Would you give me $200 for them?
sorry. i’m the mild mannered husband. you must have chased the old woman into the parking lot to get them.
Terse, quick, determined, intriguing.
thanks miss. i’m not usually one to say “it means what you want it to mean,” but i went for that time. sorta.
Losing all the extra words makes for a fast paced read. Very nice. The glow of the glasses – rather creepy. I don’t think we want to mess with that. Kind of like you don’t want to mess with Lemarchand’s box. Wonderful craftsmanship.
them’s is big words missy. “wonderful craftsmanship.” thankya kindly ma’am.
I like the dialogue, the edgy urban way the piece is written. I get a sense of the old woman’s accent, too (not the precise type of accent, just that she has one). I think the young woman has an inkling about the “glow” and wants to get the seller’s glasses off her face, not to buy them but to see her catly eyes. I’m not confused at all, just very intrigued….
Oh, she may get those glasses, but she may not like what she gets! Creepy.
Yes. Zzzactly. Thanks
nicely done. I echo the previous accolades.
i echo the previous thanks. with a thanks.
I wondered where this was going… she may wish she hadn’t, that’s for sure. I liked the style of writing you used. Nice, Rich.
Thanks sir.
Hello Rich. I’m new to the Fictioneers. Your flash had choppy pace and urgency. It was a good respite from my day-to-day reading. I am left wondering what is UP with those glasses!?
What’s up is something caught her attention, and she wants them badly. Thanks for reading.

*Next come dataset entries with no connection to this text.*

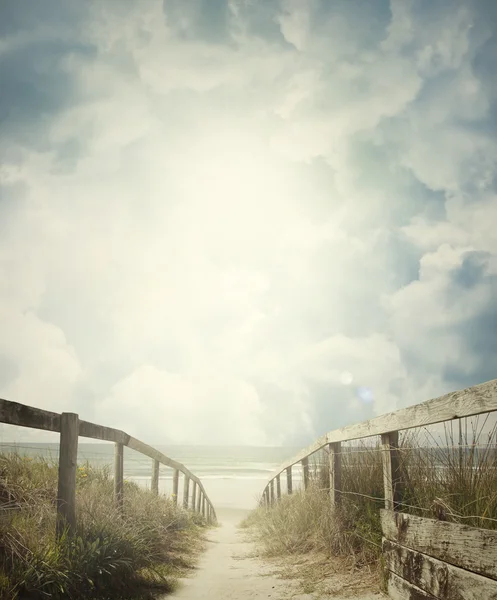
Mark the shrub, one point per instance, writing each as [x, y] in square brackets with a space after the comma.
[112, 555]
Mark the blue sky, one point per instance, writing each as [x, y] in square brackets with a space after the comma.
[246, 221]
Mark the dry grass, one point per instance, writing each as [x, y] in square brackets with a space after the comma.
[449, 477]
[112, 556]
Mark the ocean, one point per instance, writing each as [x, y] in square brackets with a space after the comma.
[233, 476]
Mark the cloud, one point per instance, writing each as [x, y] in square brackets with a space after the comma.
[246, 221]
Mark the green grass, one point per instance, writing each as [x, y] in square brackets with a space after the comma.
[135, 555]
[445, 477]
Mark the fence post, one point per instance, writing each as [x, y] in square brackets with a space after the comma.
[392, 479]
[194, 495]
[119, 475]
[154, 486]
[68, 461]
[175, 486]
[186, 487]
[305, 470]
[335, 458]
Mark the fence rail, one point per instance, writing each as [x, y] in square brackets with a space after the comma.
[424, 558]
[71, 428]
[469, 402]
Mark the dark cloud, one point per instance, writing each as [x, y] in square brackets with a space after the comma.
[36, 86]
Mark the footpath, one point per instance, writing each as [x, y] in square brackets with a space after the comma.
[229, 570]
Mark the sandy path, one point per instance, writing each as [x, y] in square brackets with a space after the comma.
[227, 571]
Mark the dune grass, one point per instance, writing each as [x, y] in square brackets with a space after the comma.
[449, 477]
[135, 555]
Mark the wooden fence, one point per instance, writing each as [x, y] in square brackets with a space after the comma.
[425, 559]
[71, 428]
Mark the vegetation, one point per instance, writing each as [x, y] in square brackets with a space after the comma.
[449, 477]
[112, 556]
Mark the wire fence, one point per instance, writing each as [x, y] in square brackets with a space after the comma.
[447, 472]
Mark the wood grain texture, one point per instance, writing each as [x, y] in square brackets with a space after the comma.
[68, 462]
[335, 466]
[289, 483]
[392, 479]
[186, 487]
[194, 495]
[438, 578]
[22, 415]
[463, 403]
[400, 589]
[467, 547]
[14, 413]
[154, 484]
[119, 476]
[305, 471]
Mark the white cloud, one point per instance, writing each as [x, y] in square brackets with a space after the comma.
[211, 232]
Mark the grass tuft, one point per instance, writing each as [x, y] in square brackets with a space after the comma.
[446, 476]
[135, 555]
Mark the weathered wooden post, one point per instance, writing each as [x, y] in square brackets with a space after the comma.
[335, 466]
[305, 471]
[194, 495]
[119, 476]
[175, 486]
[392, 479]
[186, 487]
[154, 486]
[68, 462]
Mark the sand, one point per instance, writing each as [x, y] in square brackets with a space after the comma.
[229, 570]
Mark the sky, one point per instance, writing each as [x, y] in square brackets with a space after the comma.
[245, 221]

The younger woman has a long wait–Her older holdout with the glowing eyes and magic sunglasses has to be leaving in a chauffeur-driven Rolls that she conjured up with a blink of her flrey pupils.
I’m good with that. Thanks.
I was a little late getting to the prompt this week. Sorry. Something wrong with my following the post.

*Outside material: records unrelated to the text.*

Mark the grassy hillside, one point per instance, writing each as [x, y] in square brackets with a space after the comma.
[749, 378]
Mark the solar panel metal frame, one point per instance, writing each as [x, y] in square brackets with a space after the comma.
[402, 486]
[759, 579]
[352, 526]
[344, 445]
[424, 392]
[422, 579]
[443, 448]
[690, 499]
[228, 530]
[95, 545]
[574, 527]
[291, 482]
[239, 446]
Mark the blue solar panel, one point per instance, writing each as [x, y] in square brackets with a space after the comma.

Anyway, glad I visited yours. Interesting story and good ending.
Scott
Mine: http://kindredspirit23.wordpress.com/2012/11/02/friday-fictioneers-6/
Nothing to apologize for sir. Thanks for reading.
She may get more than the glasses! I feel sorry for the boy. A well written story that left me thinking about the darkness of evil.

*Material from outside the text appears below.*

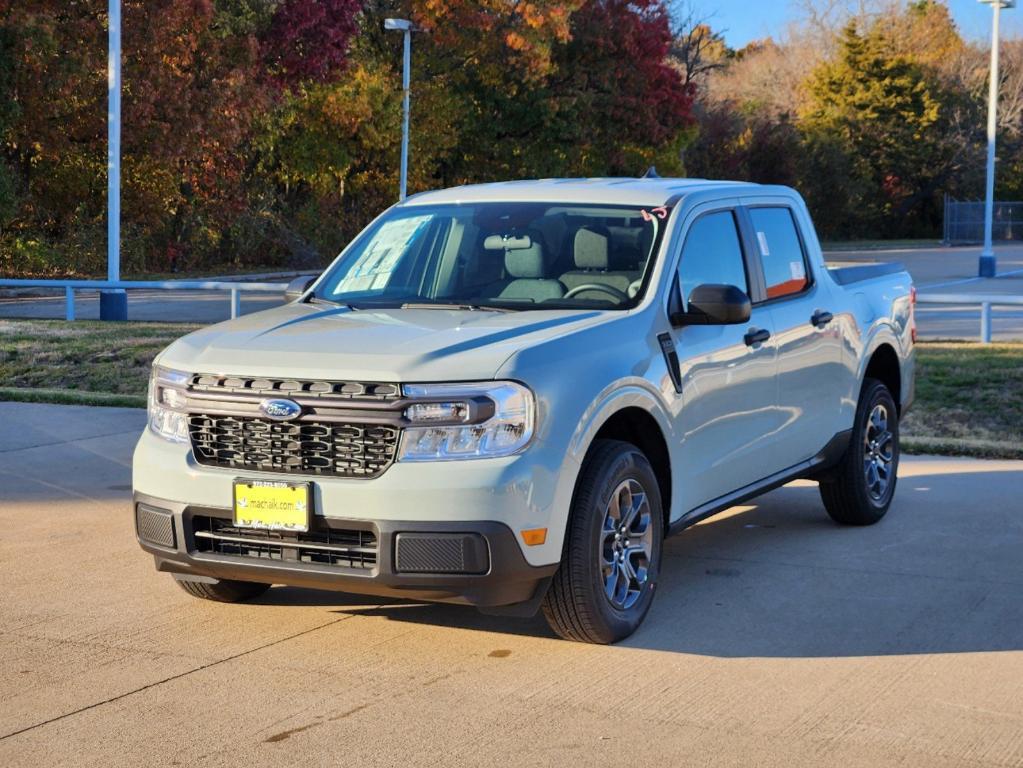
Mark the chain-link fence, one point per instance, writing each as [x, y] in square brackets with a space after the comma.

Thanks very much for reading.
Rich…I like this clipped format for a change. Reminds me of Elmore Leonard/Mickey Spillane gangster style/dialogue. Wouldn’t this girl be surprised to learn what’s really making the sunglasses glow. It’s not the glasses, but the daily prescription eye drops for her advancing glaucoma. lol. Rich…I have to admit…your comments now and then to others are comical and make me chuckle (it’s a compliment).
Thanks for a great compliment. Funny that you mention Elmore Leonard Because I have heard so much about him and tried to read him once, but just could not get through the book. No I take that back. I did read Mister majestyk all the way through. I wasn’t thrilled but perhaps I should give another 1 of his books a shot. Thanks again.
Not sure what’s going on here, but interesting enough to make me read more. Great hook.
That’s good enough for me to claim success. Thanks for reading.
Hey! I always thought your avatar was a very thoughtful you… I just figured out it’s Bruce Springsteen!!!
Yup. I use that for most everything. My favorite album.
And that leaves us wondering how it’ll all end. Although I suspect those sunglasses will have a new owner pretty soon. Intriguing, Rich.
-Joanna (one half of The Lazuli Portals – *grin*)
thanks miss. i think you’re right. someone else will soon have those glasses.
Intriguing..does she really want to know what’s behind those glasses?
not what’s behind, but she wants the glasses without knowing why. something about them is drawing her to have them.
Oooohhh, GOOD one, Rich! My mind wrote the rest! Excellent!